Over the weekend I went to a celebration of life for a member of my wife Debi’s “adopted” family (Debi has known them for almost 40 years and lived with them for a time in her teens). This was for a lady who lived life fully from all accounts and pretty much lived each day for that day.
The gathering was unique, we sat on hay bales along a lazy creek in a dusty desert horse ranch, birds being birds, horses being horses and kids being kids. Even though there was sadness, there was life going on and a feeling by all that this is what Lynn would have wanted. Prayers were spoken, memories shared, the riderless horse of US Cavalry fame was led by and her art was displayed. Afterwards the family (and adoptees, and there were a bunch!) all adjourned to the family home nearby for what was really a family reunion. Some, like nephew Mark and clan, had traveled from Pennsylvania or like niece Jenny and her husband and daughter, from Los Angeles to be with 4 generations of family. Pictures were taken, stories told and the healing began.
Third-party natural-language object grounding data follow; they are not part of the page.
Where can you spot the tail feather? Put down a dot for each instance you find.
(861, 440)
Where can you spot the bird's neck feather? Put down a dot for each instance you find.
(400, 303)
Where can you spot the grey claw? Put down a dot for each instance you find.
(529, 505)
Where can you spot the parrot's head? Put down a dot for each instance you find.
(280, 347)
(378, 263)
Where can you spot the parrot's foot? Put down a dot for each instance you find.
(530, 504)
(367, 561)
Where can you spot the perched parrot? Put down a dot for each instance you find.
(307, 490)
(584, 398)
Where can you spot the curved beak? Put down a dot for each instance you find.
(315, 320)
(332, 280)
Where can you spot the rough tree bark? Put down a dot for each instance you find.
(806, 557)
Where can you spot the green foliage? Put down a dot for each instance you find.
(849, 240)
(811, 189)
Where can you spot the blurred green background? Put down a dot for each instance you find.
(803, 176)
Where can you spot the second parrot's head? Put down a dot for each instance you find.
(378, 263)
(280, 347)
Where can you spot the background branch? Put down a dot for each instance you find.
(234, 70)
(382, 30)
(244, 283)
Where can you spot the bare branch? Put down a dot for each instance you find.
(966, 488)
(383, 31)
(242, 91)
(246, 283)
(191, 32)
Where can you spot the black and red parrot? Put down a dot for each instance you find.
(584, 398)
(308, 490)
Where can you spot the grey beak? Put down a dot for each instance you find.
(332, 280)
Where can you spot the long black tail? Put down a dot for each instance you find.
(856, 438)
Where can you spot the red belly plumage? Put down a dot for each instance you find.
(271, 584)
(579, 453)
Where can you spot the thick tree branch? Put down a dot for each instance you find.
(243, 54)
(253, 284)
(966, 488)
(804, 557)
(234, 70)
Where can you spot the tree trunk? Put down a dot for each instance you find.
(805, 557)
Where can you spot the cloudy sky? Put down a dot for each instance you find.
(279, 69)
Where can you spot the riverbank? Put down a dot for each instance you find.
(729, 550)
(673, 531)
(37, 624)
Another unique occurrence was the family dinner afterwards. Lynn worked at a small local casino (this all took place in the semi-hinterlands of Nevada) as a shift supervisor and was loved and respected by all there. To honor her, the casino treated the clan to a private buffet. Unfortunately there was a power outage (major wind event in fire parlance), and the food selection was odd to say the least (tasty but odd. With the exception of the salad bar, it very much resembled the hor dourves selection at a Chamber of Commerce mixer!) but their heart was in the right place and it gave the family more time to socializie and took some weight off of her sister who was organizing all this. It also was as unique as Lynn was and will provide for some smiles when enough time has passed.
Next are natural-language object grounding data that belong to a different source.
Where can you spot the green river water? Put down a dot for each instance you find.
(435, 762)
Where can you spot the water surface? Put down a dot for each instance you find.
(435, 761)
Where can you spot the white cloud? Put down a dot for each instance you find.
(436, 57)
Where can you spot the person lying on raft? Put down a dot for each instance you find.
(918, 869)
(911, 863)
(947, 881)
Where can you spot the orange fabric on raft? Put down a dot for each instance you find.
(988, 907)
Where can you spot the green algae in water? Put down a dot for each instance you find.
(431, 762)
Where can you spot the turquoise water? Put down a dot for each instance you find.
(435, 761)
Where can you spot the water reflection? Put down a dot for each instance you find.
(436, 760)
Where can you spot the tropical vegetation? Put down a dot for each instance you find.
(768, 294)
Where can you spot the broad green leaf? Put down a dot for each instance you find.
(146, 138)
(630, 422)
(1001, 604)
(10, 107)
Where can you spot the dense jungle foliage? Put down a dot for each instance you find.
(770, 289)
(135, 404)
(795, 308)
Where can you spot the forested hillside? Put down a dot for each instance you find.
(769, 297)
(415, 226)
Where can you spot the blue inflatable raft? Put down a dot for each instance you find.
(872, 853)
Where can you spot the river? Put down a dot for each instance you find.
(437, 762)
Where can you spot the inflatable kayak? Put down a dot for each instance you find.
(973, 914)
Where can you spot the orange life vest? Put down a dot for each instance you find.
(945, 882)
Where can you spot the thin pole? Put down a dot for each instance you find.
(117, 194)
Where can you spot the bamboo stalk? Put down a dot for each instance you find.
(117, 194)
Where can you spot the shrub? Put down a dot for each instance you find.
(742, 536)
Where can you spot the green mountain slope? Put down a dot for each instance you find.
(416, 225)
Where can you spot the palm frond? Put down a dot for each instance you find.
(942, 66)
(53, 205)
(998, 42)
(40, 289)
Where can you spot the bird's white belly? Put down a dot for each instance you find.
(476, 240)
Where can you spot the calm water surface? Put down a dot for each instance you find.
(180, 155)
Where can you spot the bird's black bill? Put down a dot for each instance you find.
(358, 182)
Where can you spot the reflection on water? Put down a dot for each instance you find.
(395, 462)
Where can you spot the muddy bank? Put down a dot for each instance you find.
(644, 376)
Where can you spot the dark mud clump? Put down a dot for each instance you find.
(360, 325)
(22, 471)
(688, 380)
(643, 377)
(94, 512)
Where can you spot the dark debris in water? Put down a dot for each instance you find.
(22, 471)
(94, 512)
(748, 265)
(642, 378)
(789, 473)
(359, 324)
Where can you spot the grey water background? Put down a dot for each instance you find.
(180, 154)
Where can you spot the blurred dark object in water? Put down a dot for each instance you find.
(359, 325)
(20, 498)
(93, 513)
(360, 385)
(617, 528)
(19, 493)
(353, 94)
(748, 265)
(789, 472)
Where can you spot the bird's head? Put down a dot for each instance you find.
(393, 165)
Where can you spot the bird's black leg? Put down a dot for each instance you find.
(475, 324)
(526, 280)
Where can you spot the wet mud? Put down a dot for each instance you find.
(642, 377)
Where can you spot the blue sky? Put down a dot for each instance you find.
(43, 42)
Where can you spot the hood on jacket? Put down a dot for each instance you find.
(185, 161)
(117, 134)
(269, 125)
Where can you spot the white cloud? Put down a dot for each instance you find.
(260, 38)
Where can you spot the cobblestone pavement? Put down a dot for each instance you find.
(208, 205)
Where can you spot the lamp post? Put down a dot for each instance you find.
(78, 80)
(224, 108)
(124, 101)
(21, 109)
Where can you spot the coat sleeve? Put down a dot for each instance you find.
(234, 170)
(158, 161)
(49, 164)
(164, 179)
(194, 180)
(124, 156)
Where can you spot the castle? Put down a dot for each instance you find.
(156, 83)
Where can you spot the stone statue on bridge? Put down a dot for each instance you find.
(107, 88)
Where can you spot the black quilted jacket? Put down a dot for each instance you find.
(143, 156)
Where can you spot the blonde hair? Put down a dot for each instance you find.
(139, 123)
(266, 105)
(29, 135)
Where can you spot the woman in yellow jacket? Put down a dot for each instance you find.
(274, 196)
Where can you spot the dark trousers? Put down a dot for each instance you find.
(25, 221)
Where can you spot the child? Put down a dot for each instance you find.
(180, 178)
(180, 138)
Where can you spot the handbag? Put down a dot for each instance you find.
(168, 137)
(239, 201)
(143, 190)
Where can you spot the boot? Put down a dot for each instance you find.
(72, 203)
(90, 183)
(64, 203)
The main point of this post however was the poem read during the ceremony. It’s called “How Do You Live Your Dash” or simply “The Dash. It’s either by Cindy Fisher or Linda Ellis (you ladies fight it out, I’m just the messenger) and it goes like this:
I read of a man who stood to speak
at the funeral of a friend
He referred to the dates on her tombstone
from the beginning to the end
He noted that first came the date of her birth
and spoke the following date with tears,
But he said what mattered most of all
was “the dash” between those years
For that dash represents all the time
that she spent alive on earth.
And now only those who loved her
Know what that little line is worth.
For it matters not how much we own;
the cars, the house, the cash,
what matters is how we live and love
and how we spend our dash.
So think about this long and hard.
Are there things you’d like to change?
For you never know how much time is left,
that can still be rearranged.
If we could just slow down enough
to consider what’s true and real
and always try to understand
the way other people feel.
And be less quick to anger,
and show appreciation more
and love the people in our lives
like we’ve never loved before.
If we treat each other with respect,
and more often wear a smile
Remembering that this special dash
Might only last a little while.
So, when your eulogy is being read
with your life’s actions to rehash
would you be proud of the things they say
about how you spent your dash”
What more can be said? What will they say about you when your time comes? I like to think that I haven’t done too bad. How about you, how have you lived your dash?